Material and device properties of Si-based Cu0.5Ag0.5InSe2 thin-film heterojunction diode

Gullu H. H., Isik M., Delice S., Parlak M., Gasanly N.

JOURNAL OF MATERIALS SCIENCE-MATERIALS IN ELECTRONICS, vol.31, no.2, pp.1566-1573, 2020 (SCI-Expanded) identifier identifier

  • Publication Type: Article / Article
  • Volume: 31 Issue: 2
  • Publication Date: 2020
  • Doi Number: 10.1007/s10854-019-02673-3
  • Journal Indexes: Science Citation Index Expanded (SCI-EXPANDED), Scopus, Aerospace Database, Applied Science & Technology Source, Chemical Abstracts Core, Communication Abstracts, Compendex, Computer & Applied Sciences, INSPEC, Metadex, Civil Engineering Abstracts
  • Page Numbers: pp.1566-1573
  • Middle East Technical University Affiliated: Yes


Cu0.5Ag0.5InSe2 (CAIS) thin films were deposited on a glass substrate by sequential sputtering of Cu, Ag, and In2Se3-stacked film layers.
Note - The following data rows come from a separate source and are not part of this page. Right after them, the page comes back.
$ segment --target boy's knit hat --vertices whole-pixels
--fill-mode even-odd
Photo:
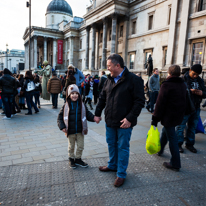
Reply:
[[[200,64],[195,64],[191,67],[191,70],[198,73],[198,74],[201,74],[202,73],[202,66]]]
[[[77,92],[77,93],[79,93],[79,88],[78,88],[78,86],[76,85],[76,84],[71,84],[71,85],[69,85],[69,87],[68,87],[68,96],[70,96],[70,94],[72,93],[72,92]]]

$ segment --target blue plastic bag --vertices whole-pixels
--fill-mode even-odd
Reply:
[[[196,134],[197,133],[205,133],[205,129],[204,129],[204,127],[203,127],[203,124],[202,124],[202,120],[201,120],[201,118],[199,117],[199,121],[198,121],[198,124],[197,124],[197,128],[196,128],[196,132],[195,132]]]

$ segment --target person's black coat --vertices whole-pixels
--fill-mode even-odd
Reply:
[[[191,87],[192,79],[189,76],[189,72],[186,72],[183,78],[187,84],[187,88],[189,90],[192,89],[192,87]],[[202,94],[202,96],[199,96],[199,95],[192,94],[192,92],[190,92],[190,96],[191,96],[191,99],[194,103],[195,108],[200,108],[200,103],[202,102],[202,99],[206,98],[206,88],[205,88],[204,81],[202,78],[197,77],[197,82],[199,83],[199,90],[202,90],[203,94]],[[186,113],[188,114],[187,111],[186,111]]]
[[[103,87],[104,87],[104,83],[105,83],[106,80],[107,80],[107,76],[106,76],[106,75],[103,75],[103,76],[100,78],[99,87],[98,87],[99,93],[102,92],[102,89],[103,89]]]
[[[152,120],[165,127],[180,125],[186,109],[186,85],[180,77],[169,77],[161,85]]]
[[[86,105],[86,118],[90,122],[94,122],[94,115],[87,109]],[[69,134],[76,134],[82,133],[82,120],[81,120],[81,106],[80,101],[78,101],[78,111],[77,111],[77,102],[70,102],[69,103],[69,125],[68,125],[68,135]],[[58,118],[57,124],[60,130],[66,128],[63,120],[63,112],[64,112],[64,105],[61,108]]]
[[[137,124],[145,104],[144,87],[141,79],[128,71],[125,67],[122,77],[115,84],[109,75],[99,97],[95,116],[100,117],[105,108],[105,121],[108,127],[119,128],[120,122],[126,118],[131,122],[131,127]]]
[[[16,93],[16,79],[9,74],[4,74],[4,76],[0,78],[0,86],[2,87],[2,94]]]

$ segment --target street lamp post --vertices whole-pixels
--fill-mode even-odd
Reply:
[[[29,70],[31,70],[31,0],[26,2],[26,7],[29,7]]]

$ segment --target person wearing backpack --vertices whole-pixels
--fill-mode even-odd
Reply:
[[[31,71],[26,71],[25,74],[25,83],[24,83],[24,91],[26,96],[26,102],[28,107],[28,113],[25,115],[32,115],[32,107],[34,107],[35,113],[38,113],[39,110],[36,104],[33,102],[33,96],[35,91],[34,77],[32,76]]]

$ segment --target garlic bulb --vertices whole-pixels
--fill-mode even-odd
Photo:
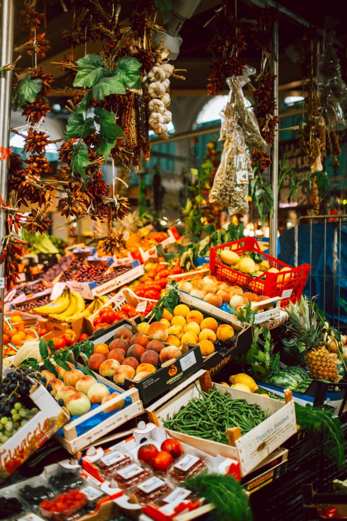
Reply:
[[[148,103],[148,108],[150,112],[160,112],[161,114],[164,112],[165,107],[161,100],[153,98]]]
[[[160,81],[155,81],[148,85],[148,93],[151,97],[161,98],[163,94],[165,94],[165,87]],[[163,101],[163,103],[165,105]]]
[[[149,119],[148,120],[148,123],[151,126],[151,127],[154,127],[155,125],[159,125],[161,123],[164,122],[164,118],[162,115],[159,112],[152,112],[152,114],[149,116]]]
[[[164,123],[170,123],[172,119],[172,114],[170,110],[165,110],[163,114],[163,118],[164,118]]]
[[[170,80],[167,78],[165,78],[165,79],[163,80],[162,81],[161,84],[164,85],[165,91],[168,91],[169,90],[169,88],[170,86]]]
[[[160,84],[161,85],[161,83]],[[163,93],[163,94],[160,96],[160,99],[164,104],[164,107],[166,107],[167,105],[168,105],[170,102],[170,95],[168,94],[167,92]]]
[[[166,78],[165,72],[161,67],[152,67],[148,72],[148,79],[150,81],[161,81]]]
[[[170,64],[163,64],[161,69],[164,71],[166,78],[169,78],[173,72],[173,67]]]

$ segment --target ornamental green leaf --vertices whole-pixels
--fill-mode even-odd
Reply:
[[[31,79],[31,75],[28,74],[18,82],[15,89],[15,107],[20,108],[27,101],[32,103],[42,88],[42,80],[40,78]]]
[[[109,74],[104,66],[104,60],[97,54],[86,55],[77,60],[77,65],[74,87],[92,87]]]
[[[83,141],[80,141],[73,147],[71,155],[71,170],[74,173],[79,173],[83,179],[85,179],[84,169],[89,164],[88,147]]]
[[[68,139],[84,139],[95,131],[93,118],[84,119],[83,114],[73,114],[69,118],[65,135]]]

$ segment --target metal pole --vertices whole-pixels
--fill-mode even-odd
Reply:
[[[274,111],[275,117],[278,116],[278,10],[277,16],[274,25],[274,59],[273,69],[275,75],[274,82],[274,96],[276,103],[276,108]],[[275,129],[274,143],[272,145],[272,157],[271,168],[271,184],[274,194],[274,211],[270,217],[269,222],[269,244],[270,255],[277,258],[277,230],[278,229],[278,125]]]
[[[15,0],[2,0],[0,30],[0,67],[12,63],[14,40]],[[7,202],[12,71],[0,75],[0,195]],[[0,245],[6,234],[6,212],[0,209]],[[1,247],[1,246],[0,246]],[[0,264],[0,382],[3,375],[3,322],[5,294],[5,264]]]

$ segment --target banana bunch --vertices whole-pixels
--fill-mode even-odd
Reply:
[[[72,322],[85,316],[87,309],[84,299],[76,291],[68,288],[53,302],[34,308],[34,312],[58,322]]]

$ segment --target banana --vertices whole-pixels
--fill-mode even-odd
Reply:
[[[69,292],[65,291],[63,297],[61,299],[58,297],[50,304],[47,304],[45,306],[41,306],[40,307],[34,308],[34,312],[38,315],[50,315],[52,313],[55,314],[59,314],[63,313],[70,304]],[[59,300],[56,302],[58,299]]]

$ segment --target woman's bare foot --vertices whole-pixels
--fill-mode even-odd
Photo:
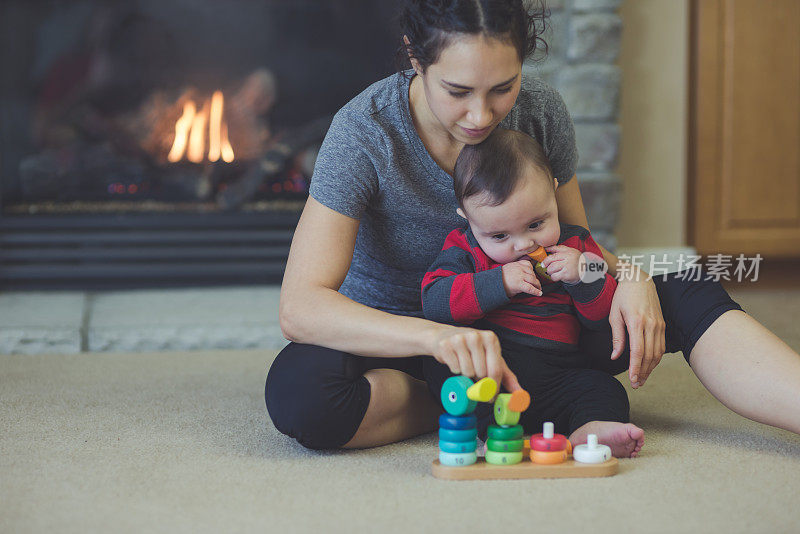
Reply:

Structural characterization showed that the deposited CAIS film satisfies nearly the stoichiometric form with uniform and homogeneous surface structure. The single-phase polycrystalline behavior without any secondary-phase formation was observed from the diffraction profile. The optical properties were investigated using temperature-dependent transmission measurements in the wavelength region of 600-1100 nm and in between 10 and 300 K. In the region of interest, the transmission spectra shifted towards the higher wavelengths as a result of an increase in the sample temperature. The analysis of the absorption data based on the transmission spectra resulted in absorption coefficient values of around 10(5) cm(-1) and the presence of direct allowed optical transition. From the Tauc plots, CAIS samples were found to have three distinct direct optical transitions depending on the possible splitting in the valence band. The obtained room temperature uppermost band gap energy value of 1.09 eV was found in the energy limit of ternary analogues (CuInSe2 and AgInSe2), and also in a good agreement with the previous works in the literature. The dependency of the band gap energy on the temperature was analyzed using fundamental relations. In addition, the electrical characteristics of the film layer were discussed in four-contact conductivity measurements, and room temperature conductivity was observed as 0.8 ohm(-1) cm(-1). Additionally, two activation energy values were found in the temperature-dependent conductivity profile. As a diode application, CAIS/Si heterojunction was fabricated and the main diode parameters were extracted at dark and room temperature conditions.